The National Comprehensive Cancer Network (NCCN) is an alliance of the world’s leading cancer centers, and is dedicated to improving the care provided to patients with cancer. NCCN institutions and experts work together to provide and maintain up to date guidelines for the care of patients with mycosis fungoides. Selecting the right treatment or combination of treatments for you can be daunting, and it’s important to work with a specialist who has experience treating patients with MF.
You may be prescribed a single treatment or a combination of treatments.
In most patients with MF, the lymphoma cells are primarily limited to the skin, and one can have excellent and long-lasting responses with treatments directed at the skin, or “skin directed therapy”. Because treatment is directed just at the skin, the toxicity of these treatments is low. Examples of skin directed therapies are creams, ointments, or gels that are applied to the skin, such as topical steroids, topical nitrogen mustard, retinoids, and immune stimulating creams (imiquimod). Ultraviolet light (“medical tanning”) and radiation therapy are also types of skin directed therapy.

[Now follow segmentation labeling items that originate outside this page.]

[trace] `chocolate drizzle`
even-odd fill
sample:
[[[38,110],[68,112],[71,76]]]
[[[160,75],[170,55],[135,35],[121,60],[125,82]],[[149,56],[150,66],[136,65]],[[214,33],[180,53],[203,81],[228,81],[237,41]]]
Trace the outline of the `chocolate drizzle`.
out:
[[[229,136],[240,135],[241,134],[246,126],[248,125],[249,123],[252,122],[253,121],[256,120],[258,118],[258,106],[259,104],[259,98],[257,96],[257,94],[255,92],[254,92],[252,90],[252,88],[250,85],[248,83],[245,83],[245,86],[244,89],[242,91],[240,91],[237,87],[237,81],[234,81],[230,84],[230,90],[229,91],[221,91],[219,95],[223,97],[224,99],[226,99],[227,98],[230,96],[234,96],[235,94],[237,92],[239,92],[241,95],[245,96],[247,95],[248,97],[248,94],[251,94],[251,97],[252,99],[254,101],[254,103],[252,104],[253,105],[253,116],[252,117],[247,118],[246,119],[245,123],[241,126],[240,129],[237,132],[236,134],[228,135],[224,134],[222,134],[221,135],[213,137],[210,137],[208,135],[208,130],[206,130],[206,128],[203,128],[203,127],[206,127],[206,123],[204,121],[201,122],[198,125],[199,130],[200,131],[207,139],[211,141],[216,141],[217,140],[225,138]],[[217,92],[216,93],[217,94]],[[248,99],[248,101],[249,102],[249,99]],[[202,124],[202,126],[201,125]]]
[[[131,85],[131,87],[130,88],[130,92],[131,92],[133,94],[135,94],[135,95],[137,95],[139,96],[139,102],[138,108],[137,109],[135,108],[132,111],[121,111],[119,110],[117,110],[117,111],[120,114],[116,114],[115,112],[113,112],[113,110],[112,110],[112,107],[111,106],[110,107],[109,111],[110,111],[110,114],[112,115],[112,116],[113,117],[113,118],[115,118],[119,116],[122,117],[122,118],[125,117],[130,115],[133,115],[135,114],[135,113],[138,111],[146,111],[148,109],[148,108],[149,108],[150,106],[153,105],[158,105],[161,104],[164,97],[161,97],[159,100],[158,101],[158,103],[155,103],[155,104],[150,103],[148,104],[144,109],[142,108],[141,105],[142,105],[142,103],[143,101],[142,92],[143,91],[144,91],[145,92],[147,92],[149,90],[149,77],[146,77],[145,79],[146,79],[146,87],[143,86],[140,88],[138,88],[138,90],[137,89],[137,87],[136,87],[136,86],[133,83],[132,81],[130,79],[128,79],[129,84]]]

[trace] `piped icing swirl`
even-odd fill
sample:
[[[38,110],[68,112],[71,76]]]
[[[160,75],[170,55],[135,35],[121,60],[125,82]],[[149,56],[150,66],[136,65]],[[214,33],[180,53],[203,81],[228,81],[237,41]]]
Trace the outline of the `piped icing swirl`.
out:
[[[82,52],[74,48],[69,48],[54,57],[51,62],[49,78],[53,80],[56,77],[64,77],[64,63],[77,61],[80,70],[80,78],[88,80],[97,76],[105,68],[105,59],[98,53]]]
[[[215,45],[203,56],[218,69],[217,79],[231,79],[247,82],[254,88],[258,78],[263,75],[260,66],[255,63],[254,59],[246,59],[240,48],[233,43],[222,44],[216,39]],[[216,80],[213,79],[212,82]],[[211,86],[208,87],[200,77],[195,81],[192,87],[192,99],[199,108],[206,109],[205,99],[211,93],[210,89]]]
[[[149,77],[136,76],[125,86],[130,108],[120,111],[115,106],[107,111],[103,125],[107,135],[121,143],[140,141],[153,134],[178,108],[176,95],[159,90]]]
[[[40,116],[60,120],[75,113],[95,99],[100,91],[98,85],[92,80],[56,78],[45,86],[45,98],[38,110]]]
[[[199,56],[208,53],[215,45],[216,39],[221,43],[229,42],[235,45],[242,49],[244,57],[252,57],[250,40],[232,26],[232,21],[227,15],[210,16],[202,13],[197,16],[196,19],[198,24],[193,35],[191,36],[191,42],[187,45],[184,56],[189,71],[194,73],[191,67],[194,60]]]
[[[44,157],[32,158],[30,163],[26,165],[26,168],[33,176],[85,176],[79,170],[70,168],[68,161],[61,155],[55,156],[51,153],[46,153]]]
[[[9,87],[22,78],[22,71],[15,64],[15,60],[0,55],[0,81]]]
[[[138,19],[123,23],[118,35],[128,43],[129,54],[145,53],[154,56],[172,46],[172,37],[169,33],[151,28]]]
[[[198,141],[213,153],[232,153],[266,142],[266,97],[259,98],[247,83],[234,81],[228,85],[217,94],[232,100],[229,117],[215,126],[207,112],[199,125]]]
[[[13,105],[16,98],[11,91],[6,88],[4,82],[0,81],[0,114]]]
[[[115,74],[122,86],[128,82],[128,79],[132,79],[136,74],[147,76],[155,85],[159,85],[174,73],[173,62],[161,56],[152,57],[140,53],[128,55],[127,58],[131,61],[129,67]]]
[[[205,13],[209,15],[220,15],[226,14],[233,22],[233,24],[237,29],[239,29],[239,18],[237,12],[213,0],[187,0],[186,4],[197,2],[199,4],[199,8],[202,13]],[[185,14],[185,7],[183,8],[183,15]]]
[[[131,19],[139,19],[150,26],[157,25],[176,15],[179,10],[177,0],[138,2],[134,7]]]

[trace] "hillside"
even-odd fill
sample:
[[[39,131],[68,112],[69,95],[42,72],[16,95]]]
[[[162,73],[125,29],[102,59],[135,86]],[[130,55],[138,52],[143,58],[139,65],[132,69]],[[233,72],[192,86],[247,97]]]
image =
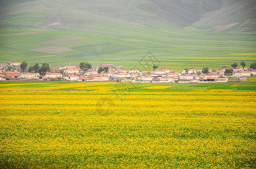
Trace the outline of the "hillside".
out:
[[[61,19],[61,24],[69,26],[112,24],[179,28],[193,24],[203,26],[239,23],[255,6],[255,1],[12,0],[2,1],[0,5],[2,28],[40,28]]]
[[[249,65],[254,7],[252,0],[1,1],[0,62],[143,69],[150,51],[175,70]]]

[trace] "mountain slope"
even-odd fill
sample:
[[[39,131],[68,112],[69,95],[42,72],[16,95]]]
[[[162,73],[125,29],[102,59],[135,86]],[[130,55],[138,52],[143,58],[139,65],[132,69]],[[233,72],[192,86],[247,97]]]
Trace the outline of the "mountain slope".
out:
[[[112,24],[160,28],[239,23],[254,0],[3,1],[2,28],[40,28],[57,23],[84,26]]]

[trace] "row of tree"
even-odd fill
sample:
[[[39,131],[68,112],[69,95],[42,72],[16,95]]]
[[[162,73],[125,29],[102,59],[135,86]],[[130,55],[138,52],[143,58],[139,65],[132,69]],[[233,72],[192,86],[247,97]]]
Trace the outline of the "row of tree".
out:
[[[23,61],[20,64],[20,69],[22,72],[25,71],[28,66],[28,64],[25,61]],[[38,63],[35,64],[33,66],[28,67],[28,72],[39,73],[41,75],[44,75],[46,74],[46,72],[50,72],[50,66],[48,63],[44,63],[40,67]]]
[[[240,65],[242,66],[242,68],[244,69],[246,66],[246,64],[244,61],[242,61],[240,63]],[[237,63],[234,63],[233,64],[231,65],[231,67],[232,67],[234,69],[236,68],[237,68],[238,66],[238,65],[237,64]],[[256,69],[256,62],[255,61],[254,61],[254,63],[251,64],[251,65],[250,65],[250,68],[254,69],[254,70]]]

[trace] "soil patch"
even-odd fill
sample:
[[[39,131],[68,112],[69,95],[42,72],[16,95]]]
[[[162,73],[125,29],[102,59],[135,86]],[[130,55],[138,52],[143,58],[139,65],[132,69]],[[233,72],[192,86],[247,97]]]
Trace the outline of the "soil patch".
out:
[[[66,42],[66,41],[79,40],[79,39],[86,39],[86,38],[83,37],[69,37],[69,38],[61,38],[61,39],[53,39],[52,41],[49,41],[42,42],[40,43],[50,45],[53,45],[54,43],[61,43],[61,42]]]
[[[74,50],[73,49],[64,47],[59,47],[56,46],[48,46],[42,48],[36,48],[33,50],[31,50],[33,51],[40,52],[42,53],[46,53],[49,54],[54,54],[61,52],[65,52],[67,51],[70,51]]]

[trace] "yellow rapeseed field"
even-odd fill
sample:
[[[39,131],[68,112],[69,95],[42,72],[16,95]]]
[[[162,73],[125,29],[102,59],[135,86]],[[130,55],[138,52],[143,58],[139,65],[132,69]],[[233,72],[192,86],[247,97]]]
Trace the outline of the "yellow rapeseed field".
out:
[[[0,92],[3,168],[255,168],[255,92]]]

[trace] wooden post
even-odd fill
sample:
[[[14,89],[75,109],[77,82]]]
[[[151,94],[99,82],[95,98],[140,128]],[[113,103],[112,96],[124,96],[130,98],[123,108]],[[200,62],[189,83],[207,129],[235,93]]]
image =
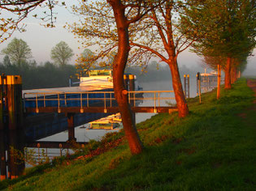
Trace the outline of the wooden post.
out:
[[[188,79],[188,98],[190,98],[190,83],[189,83],[189,74],[187,75],[187,79]]]
[[[23,126],[22,83],[21,76],[7,76],[8,103],[8,128],[17,129]]]
[[[129,87],[128,87],[129,79],[128,79],[128,74],[124,74],[124,88],[128,91],[128,88],[129,88]]]
[[[0,130],[0,180],[7,178],[6,147],[5,133],[3,130]]]
[[[198,96],[198,73],[197,74],[196,81],[197,81],[197,96]]]
[[[218,87],[217,87],[217,100],[220,97],[220,80],[221,80],[221,66],[218,65]]]
[[[199,103],[201,104],[201,74],[200,74],[200,72],[197,72],[197,82],[198,82]]]
[[[4,81],[0,75],[0,130],[4,129],[3,123],[3,94],[4,94]]]
[[[184,75],[184,94],[185,98],[187,97],[187,77],[186,74]]]
[[[68,141],[76,141],[75,138],[74,113],[67,113]]]
[[[135,76],[132,74],[129,74],[129,91],[135,91]],[[136,100],[132,100],[133,98],[135,98],[135,94],[130,94],[131,96],[131,105],[135,106],[136,104]],[[132,117],[134,120],[134,123],[136,124],[136,117],[135,117],[135,112],[132,112]]]

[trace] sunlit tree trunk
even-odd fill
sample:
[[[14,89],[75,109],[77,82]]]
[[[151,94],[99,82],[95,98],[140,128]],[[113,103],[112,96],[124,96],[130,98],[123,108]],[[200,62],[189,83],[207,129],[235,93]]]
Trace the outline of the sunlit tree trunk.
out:
[[[183,92],[176,58],[173,57],[168,65],[171,70],[172,87],[177,104],[179,117],[184,117],[189,114],[189,108]]]
[[[227,58],[227,63],[225,67],[225,89],[231,89],[231,57]]]
[[[131,152],[133,155],[139,154],[142,151],[143,145],[132,120],[132,112],[128,102],[127,91],[124,83],[124,72],[130,50],[128,24],[124,15],[125,8],[120,0],[109,0],[108,2],[113,8],[119,38],[118,53],[113,66],[115,96],[122,116],[124,129]]]

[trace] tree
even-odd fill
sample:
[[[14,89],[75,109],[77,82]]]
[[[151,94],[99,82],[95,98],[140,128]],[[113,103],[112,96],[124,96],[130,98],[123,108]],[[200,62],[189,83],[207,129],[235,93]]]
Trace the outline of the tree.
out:
[[[97,64],[97,61],[93,59],[94,57],[94,53],[90,49],[85,49],[76,60],[76,75],[85,76],[88,70]]]
[[[225,88],[231,88],[230,71],[234,59],[255,46],[255,1],[191,1],[182,17],[182,30],[188,36],[201,36],[193,44],[198,55],[226,59]]]
[[[8,55],[11,62],[18,66],[32,57],[31,49],[27,43],[16,38],[14,38],[1,52]]]
[[[58,43],[50,52],[51,59],[61,66],[67,64],[73,55],[73,50],[64,41]]]
[[[185,117],[189,109],[180,83],[177,57],[191,42],[189,44],[189,40],[183,38],[184,34],[177,32],[179,23],[175,23],[174,21],[178,21],[178,19],[175,18],[177,17],[178,11],[182,8],[183,4],[180,4],[180,1],[148,1],[146,6],[147,14],[138,22],[129,24],[131,51],[128,62],[139,62],[139,65],[143,66],[148,64],[151,57],[157,56],[161,62],[167,63],[171,71],[179,116]],[[97,7],[93,7],[93,4],[82,3],[80,7],[74,8],[76,14],[82,15],[83,17],[80,21],[80,24],[75,23],[71,26],[72,32],[85,39],[83,41],[87,46],[95,44],[101,46],[99,57],[115,50],[118,42],[115,22],[114,17],[109,14],[111,8],[102,1],[98,2]],[[128,8],[127,10],[128,15],[136,15],[136,11],[132,12]],[[89,40],[91,40],[89,41]]]

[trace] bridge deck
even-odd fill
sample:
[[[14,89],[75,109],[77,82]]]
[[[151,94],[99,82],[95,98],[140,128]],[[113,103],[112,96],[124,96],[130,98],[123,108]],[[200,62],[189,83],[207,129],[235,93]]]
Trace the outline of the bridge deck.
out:
[[[131,107],[133,112],[172,112],[177,111],[176,107]],[[41,108],[26,108],[27,112],[119,112],[118,107],[41,107]]]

“Systemic therapy” refers any treatment that, after absorption, reaches the bloodstream and is therefore distributed across the body “system.” Any drug that is taken by mouth, given as a suppository, injected under the skin, taken under the tongue, or directly infused through a blood vessel will eventually reach all body organs and tissues (including the skin), with the exception of the brain, which by design is protected by a specific “barrier.” Systemic therapies are used in MF when skin directed therapies aren’t working well enough, or are too difficult to apply, or the disease is advanced. Systemic therapies may be used alone or in combination, and are often used together with skin directed therapies (for example using a pill to make you more sensitive to ultraviolet light therapy). Nearly all of the systemic therapies used in MF are considered “targeted” drugs, which means that they work in different ways than “traditional” or “standard” chemotherapy.
There are many examples of systemic therapies that are used in MF, including pills such as bexarotene, methotrexate and vorinostat; infusional therapies like pralatrextate and romidepsin, and immunotherapies like pembroluzimab. Traditional or standard chemotherapy, which would be used for other blood cancers, is only rarely used in MF because of severe side effects and a high rate of MF returning after treatment.